Speaking to Peter Hamby of the Snapchat political show Good Luck America, which will air on Wednesday morning at 6am, Mr Obama said that people who use the slogan “defund the police” could make it harder to implement police reform.

“You lost a big audience the minute you say it, which makes it a lot less likely that you're actually going to get the changes you want done,” the former president said according to a preview of the interview obtained by Axios.

“The key is deciding, do you want to actually get something done, or do you want to feel good among the people you already agree with?” Mr Obama added.

The former president is not the first high-profile Democratic figure to criticise the term, as House majority whip James Clyburn told NBC News’ Meet the Press last month that he thinks the message hurt candidates’ vote share on 3 November’s election.

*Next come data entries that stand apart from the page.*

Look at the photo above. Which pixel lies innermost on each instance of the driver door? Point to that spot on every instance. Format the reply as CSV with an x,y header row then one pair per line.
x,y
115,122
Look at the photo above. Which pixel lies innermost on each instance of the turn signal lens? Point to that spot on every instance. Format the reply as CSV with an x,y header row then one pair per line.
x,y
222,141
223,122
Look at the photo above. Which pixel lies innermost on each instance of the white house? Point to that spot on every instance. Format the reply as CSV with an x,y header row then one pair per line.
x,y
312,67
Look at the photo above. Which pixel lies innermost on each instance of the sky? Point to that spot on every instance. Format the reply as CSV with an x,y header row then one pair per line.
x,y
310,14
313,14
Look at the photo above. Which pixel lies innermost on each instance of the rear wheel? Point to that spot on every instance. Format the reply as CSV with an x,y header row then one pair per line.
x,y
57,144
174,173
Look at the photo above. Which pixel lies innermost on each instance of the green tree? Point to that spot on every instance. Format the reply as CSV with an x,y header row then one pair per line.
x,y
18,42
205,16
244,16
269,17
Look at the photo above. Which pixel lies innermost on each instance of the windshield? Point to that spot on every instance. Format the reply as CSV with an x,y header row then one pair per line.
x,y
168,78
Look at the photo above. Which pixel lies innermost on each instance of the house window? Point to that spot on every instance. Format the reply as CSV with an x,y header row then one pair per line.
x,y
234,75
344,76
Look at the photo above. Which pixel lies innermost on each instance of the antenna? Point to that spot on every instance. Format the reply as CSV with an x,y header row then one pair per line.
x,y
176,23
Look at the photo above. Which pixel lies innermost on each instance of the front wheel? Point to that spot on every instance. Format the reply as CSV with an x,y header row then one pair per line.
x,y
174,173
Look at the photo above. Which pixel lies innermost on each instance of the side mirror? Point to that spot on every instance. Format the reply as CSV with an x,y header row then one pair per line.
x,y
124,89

There is currently no evidence to support this claim.

The message became widely used during the summer, following the death of unarmed Black man George Floyd while in the custody of Minneapolis police officers.

Floyd’s death sparked calls to “defund the police” across the US, with protesters urging local government to reallocate funds for police departments to social services for minority communities, according to The Hill.

In a separate interview with CNN analyst April Ryan on Tuesday, to promote his new memoir A Promised Land, Mr Obama spoke about the arrest of Harvard professor Henry Louis Gates Jr, while discussing race in America.

Mr Gates Jr, 70, an African American man, was arrested in 2009 after one of his neighbours called the police when the professor struggled to get into his house, claiming that they thought it was a break-in.

Despite the police officer, sergeant James Crowley, acknowledging that Mr Gates Jr showed identification that proved he lived at the address, the professor was still arrested for “disorderly conduct” after he reacted angrily to being questioned inside his own home.

During the exchange, Mr Crowley reportedly asked him to step outside, causing Mr Gates Jr to reply: “Why, because I'm a Black man in America?”

Mr Obama spoke about the incident with Ms Ryan on Tuesday, saying: “I commented during a press conference … about the fact that ‘well you know I think the Cambridge police probably acted stupidly in arresting somebody in their own home, a 60-year-old man that posed no threat.’

“And this became a big controversy.” He continued: “Just the fact that I was seen as questioning the police … really upset a bunch of folks and I think it indicated the degree to which the issue of police relations with minority communities, and the Black community in particular, is always a hot topic.”

Mr Obama added: “It is something that unearths or escalates fears within the white population that somehow the African American community is going to get out of control in some way or is not respecting authority.”

The former president then told Ms Ryan that the Black community is looking for “good and fair policing,” but warned that President-elect Joe Biden will not be able fix racial tensions in the US during his time in office.

However, Mr Obama added that Mr Biden will “set a tone of inclusion” and “send a message that racism is not acceptable”.